Kesempatan latihan datang lagi ketika ada acara hunting bareng di
Museum Transportasi di TMII. Namun anehnya, ketika berada di sana, saya
kebingungan. Apa yang mau difoto yach? Dari pintu masuk sampai pada
kereta api yang pertama, tidak ada satupun foto yang saya ambil. Kok
rasanya tidak ada yang menarik. Soalnya sudah sering lihat, malah kadang
bisa sebel kalau lagi mau cepat malah ada kereta api yang melintas.

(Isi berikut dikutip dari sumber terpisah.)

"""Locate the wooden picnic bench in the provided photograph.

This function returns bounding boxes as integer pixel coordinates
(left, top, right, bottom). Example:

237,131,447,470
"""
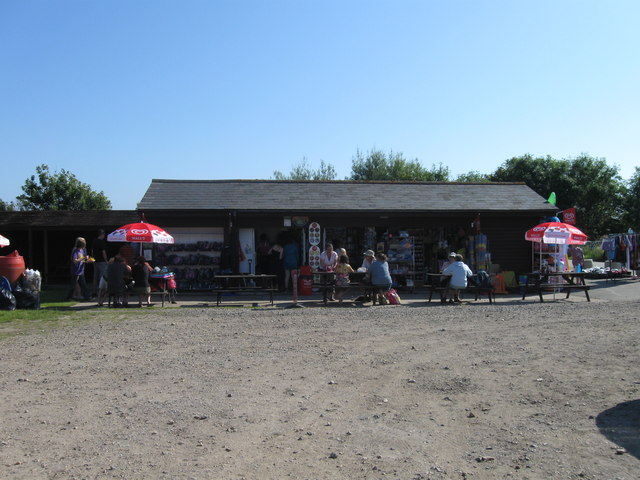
520,272,591,302
213,274,278,307
425,273,496,303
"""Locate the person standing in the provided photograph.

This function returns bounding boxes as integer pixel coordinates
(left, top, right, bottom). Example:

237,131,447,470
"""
360,250,376,272
91,228,109,297
282,237,299,290
369,252,393,305
569,245,584,271
320,243,338,272
67,237,90,301
335,255,354,302
442,254,473,303
269,242,284,292
256,233,271,275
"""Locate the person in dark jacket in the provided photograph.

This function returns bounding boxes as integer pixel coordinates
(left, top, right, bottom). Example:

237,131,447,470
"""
107,254,131,307
131,255,153,307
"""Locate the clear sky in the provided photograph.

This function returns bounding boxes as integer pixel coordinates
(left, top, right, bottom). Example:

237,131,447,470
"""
0,0,640,209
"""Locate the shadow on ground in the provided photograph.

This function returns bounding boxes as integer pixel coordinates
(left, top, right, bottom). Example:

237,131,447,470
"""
596,400,640,459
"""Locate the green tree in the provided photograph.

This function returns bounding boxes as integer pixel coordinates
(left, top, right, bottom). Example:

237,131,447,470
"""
351,150,449,182
625,167,640,232
489,154,626,237
273,158,337,180
17,164,111,210
0,199,16,212
456,170,491,183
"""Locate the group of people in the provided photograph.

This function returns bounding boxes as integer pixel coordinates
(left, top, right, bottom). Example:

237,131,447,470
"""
67,230,153,306
442,252,473,303
320,243,393,304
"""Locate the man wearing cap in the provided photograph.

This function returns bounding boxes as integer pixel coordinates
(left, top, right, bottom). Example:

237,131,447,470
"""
362,250,376,272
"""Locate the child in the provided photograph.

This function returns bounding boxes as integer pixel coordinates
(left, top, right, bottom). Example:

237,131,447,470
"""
98,257,115,307
335,255,353,302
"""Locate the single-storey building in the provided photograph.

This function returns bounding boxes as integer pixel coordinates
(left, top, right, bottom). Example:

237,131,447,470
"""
0,179,556,284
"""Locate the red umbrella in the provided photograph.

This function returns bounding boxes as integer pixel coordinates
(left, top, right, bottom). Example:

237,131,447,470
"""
524,222,587,245
107,222,173,243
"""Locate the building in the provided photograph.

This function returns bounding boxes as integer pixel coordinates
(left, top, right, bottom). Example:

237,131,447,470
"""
0,180,557,289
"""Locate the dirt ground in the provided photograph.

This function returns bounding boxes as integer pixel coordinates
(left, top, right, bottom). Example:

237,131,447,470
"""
0,290,640,480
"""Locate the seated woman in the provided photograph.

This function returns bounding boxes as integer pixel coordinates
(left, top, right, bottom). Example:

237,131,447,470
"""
107,254,131,307
442,254,473,303
369,252,392,305
131,255,153,307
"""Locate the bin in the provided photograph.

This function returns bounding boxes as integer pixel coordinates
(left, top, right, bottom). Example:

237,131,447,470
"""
0,250,24,288
298,265,313,297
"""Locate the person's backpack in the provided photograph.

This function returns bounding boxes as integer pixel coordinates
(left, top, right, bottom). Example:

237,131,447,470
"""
477,270,493,289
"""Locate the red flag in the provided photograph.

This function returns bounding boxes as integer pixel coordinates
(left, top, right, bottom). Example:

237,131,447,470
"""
562,208,576,225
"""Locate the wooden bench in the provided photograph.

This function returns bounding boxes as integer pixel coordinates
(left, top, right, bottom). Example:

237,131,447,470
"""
518,272,591,302
425,276,496,303
213,287,278,307
522,283,591,302
467,285,496,303
314,283,379,305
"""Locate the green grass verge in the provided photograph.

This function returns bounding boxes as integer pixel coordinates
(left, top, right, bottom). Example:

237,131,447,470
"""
0,287,159,340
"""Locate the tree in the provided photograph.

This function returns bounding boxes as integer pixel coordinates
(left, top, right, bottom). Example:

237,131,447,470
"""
0,199,16,212
351,150,449,182
273,158,337,180
489,154,626,237
456,170,491,183
17,164,111,210
625,167,640,232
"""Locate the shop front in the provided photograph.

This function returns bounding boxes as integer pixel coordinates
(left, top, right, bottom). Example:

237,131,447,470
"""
138,180,555,289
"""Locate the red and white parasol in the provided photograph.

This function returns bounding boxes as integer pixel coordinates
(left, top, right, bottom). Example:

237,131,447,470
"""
107,222,173,243
524,222,587,245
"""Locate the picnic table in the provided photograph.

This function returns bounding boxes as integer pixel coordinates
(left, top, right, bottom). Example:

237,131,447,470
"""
521,272,591,302
312,272,378,305
425,273,496,303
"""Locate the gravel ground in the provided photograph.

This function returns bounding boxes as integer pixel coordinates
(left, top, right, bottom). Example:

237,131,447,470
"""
0,295,640,480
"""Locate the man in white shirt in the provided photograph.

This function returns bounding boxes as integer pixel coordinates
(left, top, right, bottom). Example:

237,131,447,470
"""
320,243,338,272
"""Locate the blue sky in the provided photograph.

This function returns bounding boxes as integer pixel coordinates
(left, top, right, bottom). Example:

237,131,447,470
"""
0,0,640,209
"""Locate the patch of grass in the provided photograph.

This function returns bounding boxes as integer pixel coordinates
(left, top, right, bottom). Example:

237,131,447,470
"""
0,287,152,340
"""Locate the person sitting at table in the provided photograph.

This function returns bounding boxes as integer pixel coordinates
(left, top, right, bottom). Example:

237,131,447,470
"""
320,243,338,272
335,255,354,302
369,252,392,305
442,253,473,303
360,250,376,272
131,255,153,307
569,245,584,272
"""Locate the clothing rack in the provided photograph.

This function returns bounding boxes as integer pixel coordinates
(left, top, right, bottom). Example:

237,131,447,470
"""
601,232,640,272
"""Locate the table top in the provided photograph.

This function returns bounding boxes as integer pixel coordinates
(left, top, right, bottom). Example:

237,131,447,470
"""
149,272,174,279
524,271,587,277
214,273,278,280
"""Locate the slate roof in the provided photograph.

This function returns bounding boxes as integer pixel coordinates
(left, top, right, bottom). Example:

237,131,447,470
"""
0,210,140,228
138,179,557,214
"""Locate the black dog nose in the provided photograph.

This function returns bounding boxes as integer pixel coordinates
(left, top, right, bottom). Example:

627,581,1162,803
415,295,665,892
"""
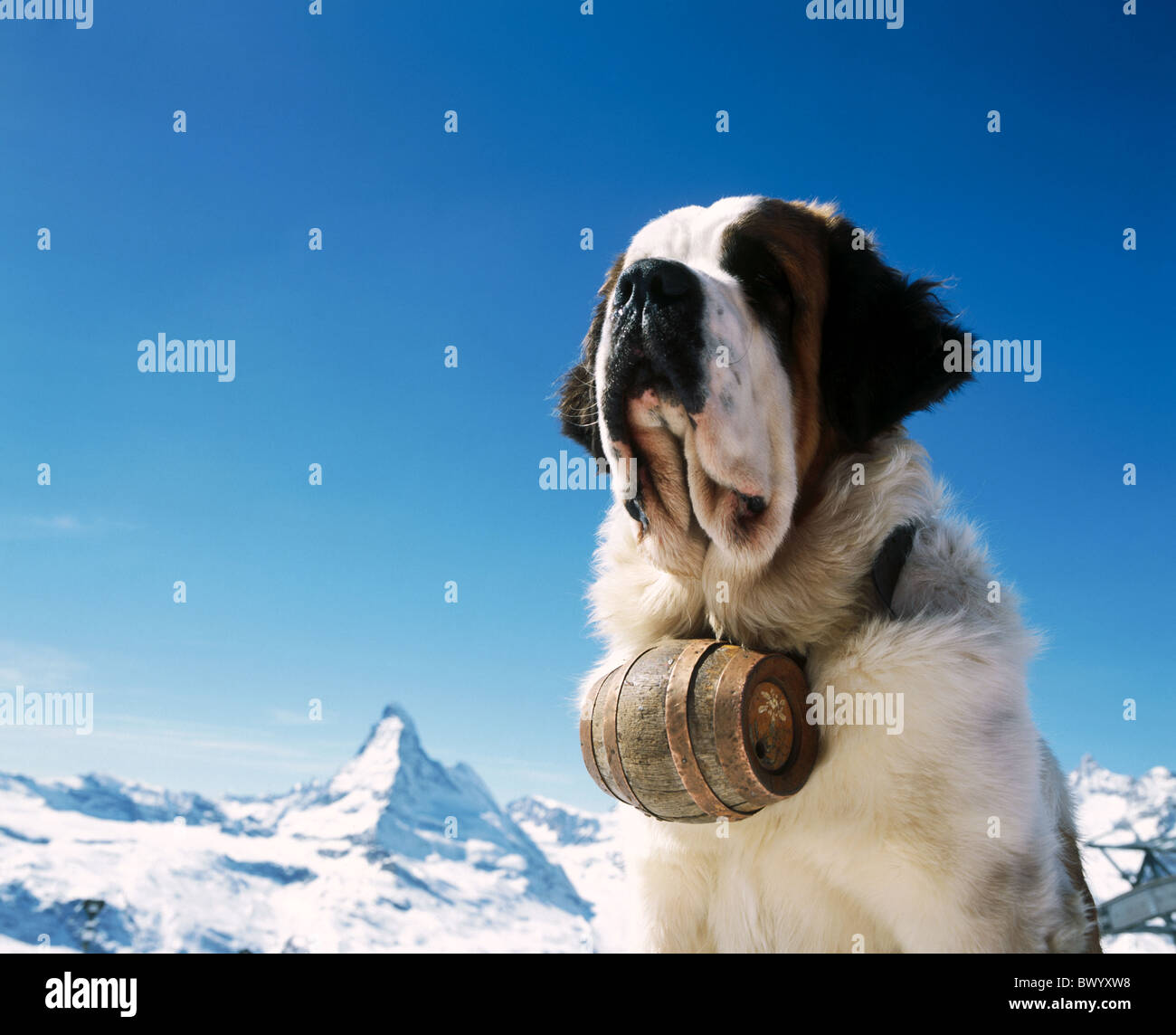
612,259,701,313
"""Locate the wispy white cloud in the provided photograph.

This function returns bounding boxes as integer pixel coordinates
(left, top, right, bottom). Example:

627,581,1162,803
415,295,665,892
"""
0,640,87,691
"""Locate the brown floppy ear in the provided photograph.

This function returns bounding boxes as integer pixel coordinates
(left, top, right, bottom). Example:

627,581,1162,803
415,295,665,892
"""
559,255,624,460
820,218,972,447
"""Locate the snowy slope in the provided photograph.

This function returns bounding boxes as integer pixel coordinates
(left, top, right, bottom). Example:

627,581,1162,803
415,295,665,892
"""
0,708,591,952
1069,755,1176,953
0,707,1176,953
507,795,630,953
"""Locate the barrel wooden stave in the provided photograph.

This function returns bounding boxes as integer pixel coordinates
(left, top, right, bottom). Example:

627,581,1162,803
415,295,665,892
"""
581,640,816,822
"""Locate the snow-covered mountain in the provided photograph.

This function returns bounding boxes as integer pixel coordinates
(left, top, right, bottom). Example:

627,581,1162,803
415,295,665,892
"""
507,795,630,953
0,707,592,953
0,707,1176,953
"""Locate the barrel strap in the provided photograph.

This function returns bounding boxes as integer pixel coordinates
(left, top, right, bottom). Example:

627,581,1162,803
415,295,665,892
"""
784,521,920,671
870,521,918,619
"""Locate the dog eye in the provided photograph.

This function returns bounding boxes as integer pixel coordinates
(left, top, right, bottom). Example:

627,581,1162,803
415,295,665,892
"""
726,242,792,301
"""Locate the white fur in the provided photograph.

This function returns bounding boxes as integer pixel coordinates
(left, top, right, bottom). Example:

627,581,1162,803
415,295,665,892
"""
584,199,1086,952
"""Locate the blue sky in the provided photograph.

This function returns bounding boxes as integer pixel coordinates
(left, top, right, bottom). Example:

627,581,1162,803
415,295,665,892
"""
0,0,1176,807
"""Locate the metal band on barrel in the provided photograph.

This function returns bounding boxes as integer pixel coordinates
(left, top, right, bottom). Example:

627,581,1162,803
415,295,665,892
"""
603,647,656,816
666,640,745,819
580,666,621,794
715,648,776,815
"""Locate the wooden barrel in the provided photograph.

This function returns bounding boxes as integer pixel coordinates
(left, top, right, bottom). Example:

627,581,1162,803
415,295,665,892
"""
580,640,819,823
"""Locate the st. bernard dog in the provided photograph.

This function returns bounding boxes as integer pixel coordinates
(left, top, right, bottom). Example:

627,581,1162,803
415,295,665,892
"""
560,196,1098,953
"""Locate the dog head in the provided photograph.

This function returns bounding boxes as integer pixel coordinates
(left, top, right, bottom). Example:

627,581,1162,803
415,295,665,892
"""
560,196,969,575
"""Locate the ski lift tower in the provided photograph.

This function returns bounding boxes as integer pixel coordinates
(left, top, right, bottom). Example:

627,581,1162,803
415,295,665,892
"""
1086,838,1176,942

Saya melihat teman-teman yang lain pada sudah foto-foto. Tentunya
objeknya kereta api. Oke deh, ikut foto juga. Saya foto kereta api itu
secara keseluruhan, tampak depan dan tampak samping. Hasilnya mirip
dengan foto dokumentasi saja. Tidak ada nilai seninya sama sekali,
feeling belum muncul (hihihi… mungkin memang ga pinter foto kali ye…).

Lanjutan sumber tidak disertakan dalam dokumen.